In April 2013 Dolores Pereira Coutinho, a mother from Brazil won a battle to have her dead daughter’s Facebook page deleted, 2 years after her death. Since the death of her daughter, for no less than 7 months Ms Coutinho persistently requested Facebook to delete her daughter’s Facebook account.Facebook, however, simply ignored all her requests, sending her automated responses in reply. Having been ignored, the devastated mother filed for legal proceedings against Facebook.
Facebook then agreed to turned the privacy of the deceased young girl to private, but insisted it would not have the account deleted. Mr Coutinho and her family, explained to the court that they had felt deprived of their wishes to have the account completely closed down. Despite Facebook resenting the family's request, Jude Vania de Paula Arantes ordered on 19 March Facebook to close the deceased girl’s account.
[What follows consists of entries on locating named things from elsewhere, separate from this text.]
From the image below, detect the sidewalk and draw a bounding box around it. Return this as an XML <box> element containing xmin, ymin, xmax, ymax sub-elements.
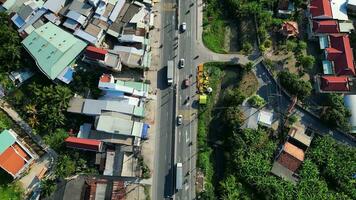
<box><xmin>195</xmin><ymin>0</ymin><xmax>253</xmax><ymax>65</ymax></box>
<box><xmin>140</xmin><ymin>3</ymin><xmax>161</xmax><ymax>198</ymax></box>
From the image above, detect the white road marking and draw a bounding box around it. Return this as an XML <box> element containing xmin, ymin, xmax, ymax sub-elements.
<box><xmin>178</xmin><ymin>131</ymin><xmax>182</xmax><ymax>143</ymax></box>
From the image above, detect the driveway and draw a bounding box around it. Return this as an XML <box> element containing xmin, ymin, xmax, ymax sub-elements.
<box><xmin>253</xmin><ymin>64</ymin><xmax>356</xmax><ymax>146</ymax></box>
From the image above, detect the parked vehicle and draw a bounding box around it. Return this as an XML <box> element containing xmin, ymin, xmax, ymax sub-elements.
<box><xmin>179</xmin><ymin>58</ymin><xmax>184</xmax><ymax>68</ymax></box>
<box><xmin>183</xmin><ymin>78</ymin><xmax>190</xmax><ymax>88</ymax></box>
<box><xmin>176</xmin><ymin>163</ymin><xmax>183</xmax><ymax>190</ymax></box>
<box><xmin>180</xmin><ymin>22</ymin><xmax>187</xmax><ymax>32</ymax></box>
<box><xmin>177</xmin><ymin>115</ymin><xmax>183</xmax><ymax>125</ymax></box>
<box><xmin>167</xmin><ymin>60</ymin><xmax>174</xmax><ymax>85</ymax></box>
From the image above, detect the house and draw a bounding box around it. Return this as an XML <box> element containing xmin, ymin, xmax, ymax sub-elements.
<box><xmin>309</xmin><ymin>0</ymin><xmax>349</xmax><ymax>20</ymax></box>
<box><xmin>107</xmin><ymin>2</ymin><xmax>141</xmax><ymax>37</ymax></box>
<box><xmin>324</xmin><ymin>34</ymin><xmax>355</xmax><ymax>76</ymax></box>
<box><xmin>320</xmin><ymin>76</ymin><xmax>350</xmax><ymax>92</ymax></box>
<box><xmin>65</xmin><ymin>137</ymin><xmax>103</xmax><ymax>152</ymax></box>
<box><xmin>103</xmin><ymin>145</ymin><xmax>138</xmax><ymax>177</ymax></box>
<box><xmin>9</xmin><ymin>68</ymin><xmax>35</xmax><ymax>87</ymax></box>
<box><xmin>309</xmin><ymin>0</ymin><xmax>333</xmax><ymax>19</ymax></box>
<box><xmin>0</xmin><ymin>0</ymin><xmax>28</xmax><ymax>13</ymax></box>
<box><xmin>83</xmin><ymin>46</ymin><xmax>122</xmax><ymax>71</ymax></box>
<box><xmin>11</xmin><ymin>1</ymin><xmax>39</xmax><ymax>28</ymax></box>
<box><xmin>280</xmin><ymin>21</ymin><xmax>299</xmax><ymax>38</ymax></box>
<box><xmin>94</xmin><ymin>112</ymin><xmax>149</xmax><ymax>138</ymax></box>
<box><xmin>73</xmin><ymin>23</ymin><xmax>105</xmax><ymax>46</ymax></box>
<box><xmin>257</xmin><ymin>110</ymin><xmax>273</xmax><ymax>127</ymax></box>
<box><xmin>55</xmin><ymin>176</ymin><xmax>127</xmax><ymax>200</ymax></box>
<box><xmin>0</xmin><ymin>129</ymin><xmax>36</xmax><ymax>179</ymax></box>
<box><xmin>287</xmin><ymin>124</ymin><xmax>312</xmax><ymax>151</ymax></box>
<box><xmin>43</xmin><ymin>0</ymin><xmax>68</xmax><ymax>15</ymax></box>
<box><xmin>63</xmin><ymin>0</ymin><xmax>93</xmax><ymax>30</ymax></box>
<box><xmin>114</xmin><ymin>46</ymin><xmax>143</xmax><ymax>68</ymax></box>
<box><xmin>67</xmin><ymin>97</ymin><xmax>145</xmax><ymax>117</ymax></box>
<box><xmin>347</xmin><ymin>0</ymin><xmax>356</xmax><ymax>16</ymax></box>
<box><xmin>98</xmin><ymin>74</ymin><xmax>149</xmax><ymax>98</ymax></box>
<box><xmin>22</xmin><ymin>22</ymin><xmax>87</xmax><ymax>83</ymax></box>
<box><xmin>271</xmin><ymin>142</ymin><xmax>305</xmax><ymax>184</ymax></box>
<box><xmin>277</xmin><ymin>0</ymin><xmax>295</xmax><ymax>18</ymax></box>
<box><xmin>344</xmin><ymin>94</ymin><xmax>356</xmax><ymax>133</ymax></box>
<box><xmin>77</xmin><ymin>123</ymin><xmax>141</xmax><ymax>146</ymax></box>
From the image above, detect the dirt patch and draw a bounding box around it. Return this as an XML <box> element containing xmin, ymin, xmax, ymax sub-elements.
<box><xmin>239</xmin><ymin>72</ymin><xmax>258</xmax><ymax>96</ymax></box>
<box><xmin>265</xmin><ymin>50</ymin><xmax>310</xmax><ymax>81</ymax></box>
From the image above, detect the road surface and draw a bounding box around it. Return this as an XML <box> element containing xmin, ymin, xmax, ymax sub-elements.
<box><xmin>152</xmin><ymin>0</ymin><xmax>177</xmax><ymax>200</ymax></box>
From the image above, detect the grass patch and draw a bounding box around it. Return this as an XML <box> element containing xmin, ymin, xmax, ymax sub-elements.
<box><xmin>202</xmin><ymin>0</ymin><xmax>227</xmax><ymax>53</ymax></box>
<box><xmin>197</xmin><ymin>63</ymin><xmax>223</xmax><ymax>199</ymax></box>
<box><xmin>239</xmin><ymin>72</ymin><xmax>258</xmax><ymax>97</ymax></box>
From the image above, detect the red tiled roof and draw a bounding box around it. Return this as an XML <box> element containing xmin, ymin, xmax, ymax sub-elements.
<box><xmin>277</xmin><ymin>151</ymin><xmax>302</xmax><ymax>172</ymax></box>
<box><xmin>321</xmin><ymin>76</ymin><xmax>350</xmax><ymax>91</ymax></box>
<box><xmin>65</xmin><ymin>137</ymin><xmax>102</xmax><ymax>151</ymax></box>
<box><xmin>111</xmin><ymin>181</ymin><xmax>126</xmax><ymax>200</ymax></box>
<box><xmin>309</xmin><ymin>0</ymin><xmax>333</xmax><ymax>18</ymax></box>
<box><xmin>100</xmin><ymin>74</ymin><xmax>111</xmax><ymax>83</ymax></box>
<box><xmin>0</xmin><ymin>146</ymin><xmax>26</xmax><ymax>176</ymax></box>
<box><xmin>85</xmin><ymin>46</ymin><xmax>108</xmax><ymax>61</ymax></box>
<box><xmin>325</xmin><ymin>34</ymin><xmax>355</xmax><ymax>75</ymax></box>
<box><xmin>313</xmin><ymin>20</ymin><xmax>340</xmax><ymax>33</ymax></box>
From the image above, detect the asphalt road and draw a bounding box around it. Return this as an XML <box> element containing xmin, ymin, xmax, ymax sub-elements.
<box><xmin>152</xmin><ymin>0</ymin><xmax>177</xmax><ymax>200</ymax></box>
<box><xmin>175</xmin><ymin>0</ymin><xmax>197</xmax><ymax>200</ymax></box>
<box><xmin>255</xmin><ymin>64</ymin><xmax>356</xmax><ymax>146</ymax></box>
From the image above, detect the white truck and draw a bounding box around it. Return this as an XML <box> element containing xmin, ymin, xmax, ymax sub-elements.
<box><xmin>176</xmin><ymin>163</ymin><xmax>183</xmax><ymax>190</ymax></box>
<box><xmin>167</xmin><ymin>60</ymin><xmax>174</xmax><ymax>85</ymax></box>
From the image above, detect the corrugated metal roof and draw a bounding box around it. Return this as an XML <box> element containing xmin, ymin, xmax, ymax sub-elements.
<box><xmin>22</xmin><ymin>22</ymin><xmax>87</xmax><ymax>80</ymax></box>
<box><xmin>0</xmin><ymin>130</ymin><xmax>16</xmax><ymax>154</ymax></box>
<box><xmin>96</xmin><ymin>115</ymin><xmax>134</xmax><ymax>136</ymax></box>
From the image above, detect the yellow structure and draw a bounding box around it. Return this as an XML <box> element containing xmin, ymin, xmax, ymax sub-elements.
<box><xmin>199</xmin><ymin>94</ymin><xmax>208</xmax><ymax>105</ymax></box>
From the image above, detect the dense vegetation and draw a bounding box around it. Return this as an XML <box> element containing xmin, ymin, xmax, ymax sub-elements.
<box><xmin>219</xmin><ymin>87</ymin><xmax>356</xmax><ymax>199</ymax></box>
<box><xmin>198</xmin><ymin>64</ymin><xmax>356</xmax><ymax>200</ymax></box>
<box><xmin>197</xmin><ymin>63</ymin><xmax>223</xmax><ymax>199</ymax></box>
<box><xmin>321</xmin><ymin>94</ymin><xmax>351</xmax><ymax>131</ymax></box>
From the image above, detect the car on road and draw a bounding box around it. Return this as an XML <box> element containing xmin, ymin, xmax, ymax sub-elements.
<box><xmin>183</xmin><ymin>78</ymin><xmax>189</xmax><ymax>88</ymax></box>
<box><xmin>177</xmin><ymin>115</ymin><xmax>183</xmax><ymax>125</ymax></box>
<box><xmin>180</xmin><ymin>22</ymin><xmax>187</xmax><ymax>32</ymax></box>
<box><xmin>179</xmin><ymin>58</ymin><xmax>185</xmax><ymax>68</ymax></box>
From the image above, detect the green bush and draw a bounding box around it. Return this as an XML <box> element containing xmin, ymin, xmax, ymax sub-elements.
<box><xmin>248</xmin><ymin>95</ymin><xmax>266</xmax><ymax>108</ymax></box>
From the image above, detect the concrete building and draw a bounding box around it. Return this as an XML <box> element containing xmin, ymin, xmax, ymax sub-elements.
<box><xmin>67</xmin><ymin>97</ymin><xmax>145</xmax><ymax>117</ymax></box>
<box><xmin>83</xmin><ymin>46</ymin><xmax>122</xmax><ymax>71</ymax></box>
<box><xmin>98</xmin><ymin>74</ymin><xmax>149</xmax><ymax>98</ymax></box>
<box><xmin>344</xmin><ymin>94</ymin><xmax>356</xmax><ymax>133</ymax></box>
<box><xmin>0</xmin><ymin>130</ymin><xmax>35</xmax><ymax>179</ymax></box>
<box><xmin>22</xmin><ymin>22</ymin><xmax>87</xmax><ymax>83</ymax></box>
<box><xmin>95</xmin><ymin>112</ymin><xmax>149</xmax><ymax>138</ymax></box>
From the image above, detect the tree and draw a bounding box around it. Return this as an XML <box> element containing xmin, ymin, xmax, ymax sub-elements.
<box><xmin>43</xmin><ymin>129</ymin><xmax>69</xmax><ymax>151</ymax></box>
<box><xmin>220</xmin><ymin>175</ymin><xmax>250</xmax><ymax>200</ymax></box>
<box><xmin>286</xmin><ymin>40</ymin><xmax>298</xmax><ymax>51</ymax></box>
<box><xmin>278</xmin><ymin>71</ymin><xmax>312</xmax><ymax>100</ymax></box>
<box><xmin>40</xmin><ymin>178</ymin><xmax>56</xmax><ymax>197</ymax></box>
<box><xmin>299</xmin><ymin>55</ymin><xmax>315</xmax><ymax>70</ymax></box>
<box><xmin>224</xmin><ymin>106</ymin><xmax>244</xmax><ymax>130</ymax></box>
<box><xmin>248</xmin><ymin>95</ymin><xmax>266</xmax><ymax>108</ymax></box>
<box><xmin>321</xmin><ymin>93</ymin><xmax>351</xmax><ymax>130</ymax></box>
<box><xmin>224</xmin><ymin>88</ymin><xmax>246</xmax><ymax>106</ymax></box>
<box><xmin>54</xmin><ymin>155</ymin><xmax>76</xmax><ymax>178</ymax></box>
<box><xmin>242</xmin><ymin>42</ymin><xmax>253</xmax><ymax>55</ymax></box>
<box><xmin>0</xmin><ymin>12</ymin><xmax>22</xmax><ymax>72</ymax></box>
<box><xmin>243</xmin><ymin>62</ymin><xmax>253</xmax><ymax>72</ymax></box>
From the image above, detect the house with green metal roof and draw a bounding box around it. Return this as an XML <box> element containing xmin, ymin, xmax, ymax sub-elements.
<box><xmin>22</xmin><ymin>22</ymin><xmax>87</xmax><ymax>83</ymax></box>
<box><xmin>0</xmin><ymin>129</ymin><xmax>37</xmax><ymax>178</ymax></box>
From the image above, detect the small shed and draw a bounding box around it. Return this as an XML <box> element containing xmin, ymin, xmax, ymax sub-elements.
<box><xmin>199</xmin><ymin>94</ymin><xmax>208</xmax><ymax>105</ymax></box>
<box><xmin>257</xmin><ymin>110</ymin><xmax>273</xmax><ymax>127</ymax></box>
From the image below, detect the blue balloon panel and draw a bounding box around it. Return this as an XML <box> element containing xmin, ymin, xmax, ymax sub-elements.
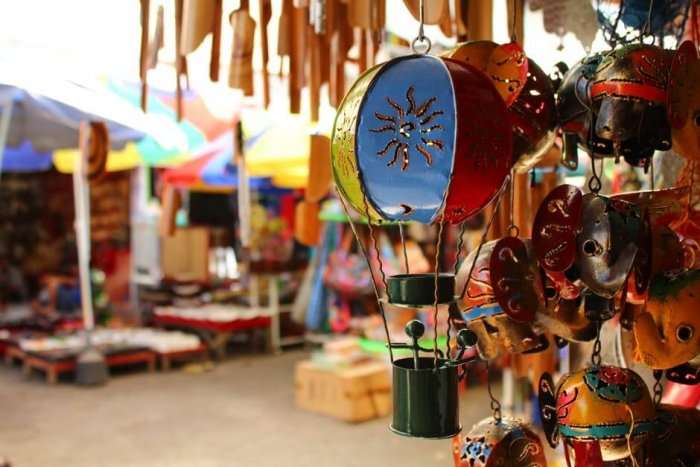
<box><xmin>355</xmin><ymin>55</ymin><xmax>456</xmax><ymax>223</ymax></box>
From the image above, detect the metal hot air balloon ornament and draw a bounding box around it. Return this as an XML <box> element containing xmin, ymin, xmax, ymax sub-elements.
<box><xmin>331</xmin><ymin>1</ymin><xmax>512</xmax><ymax>438</ymax></box>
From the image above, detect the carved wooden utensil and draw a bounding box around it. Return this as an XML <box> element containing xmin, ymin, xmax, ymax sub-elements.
<box><xmin>228</xmin><ymin>0</ymin><xmax>255</xmax><ymax>96</ymax></box>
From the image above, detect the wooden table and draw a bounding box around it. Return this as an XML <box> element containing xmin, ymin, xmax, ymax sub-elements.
<box><xmin>16</xmin><ymin>347</ymin><xmax>156</xmax><ymax>384</ymax></box>
<box><xmin>153</xmin><ymin>314</ymin><xmax>272</xmax><ymax>360</ymax></box>
<box><xmin>156</xmin><ymin>344</ymin><xmax>209</xmax><ymax>371</ymax></box>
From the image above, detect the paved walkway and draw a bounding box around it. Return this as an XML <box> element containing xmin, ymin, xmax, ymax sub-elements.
<box><xmin>0</xmin><ymin>352</ymin><xmax>498</xmax><ymax>467</ymax></box>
Having had the order ignored, the judge make a second ruling on 10 April requiring Facebook to close down the deceased account within 48 hours or face imprisonment.
Speaking to the BBC, Ms Coutinho explained that "This 'wailing wall' just makes me suffer too much."
The judge criticised Facebook police to turn deceased people's Facebook accounts into a "memorial wall". He noted that making the girl's profile into a "memorial wall" went against "the right of personal dignity and inflicted great suffering on the mother, due to the premature death of her only child".
In 2012, Facebook decided to withdraw its telephone support line and replaced it with a series of automated messages, often taking its amused and frustrated users round and round in circles with no real solutions and without any ability to communicate with a real human being. Facebook basically cannot stand the idea of having to speak to its customers in person.
In 2015, Facebook has changed its policy about what happens to Facebook accounts after someone passes away. It now offers a choice to either appoint a legacy contact to look after a memorialised account or have a deceased account permanently deleted from Facebook.
Memorialised accounts are a place for friends and family to gather and share memories after a person has passed away. Memorialised accounts have the word Remembering shown next to the person's name on their profile.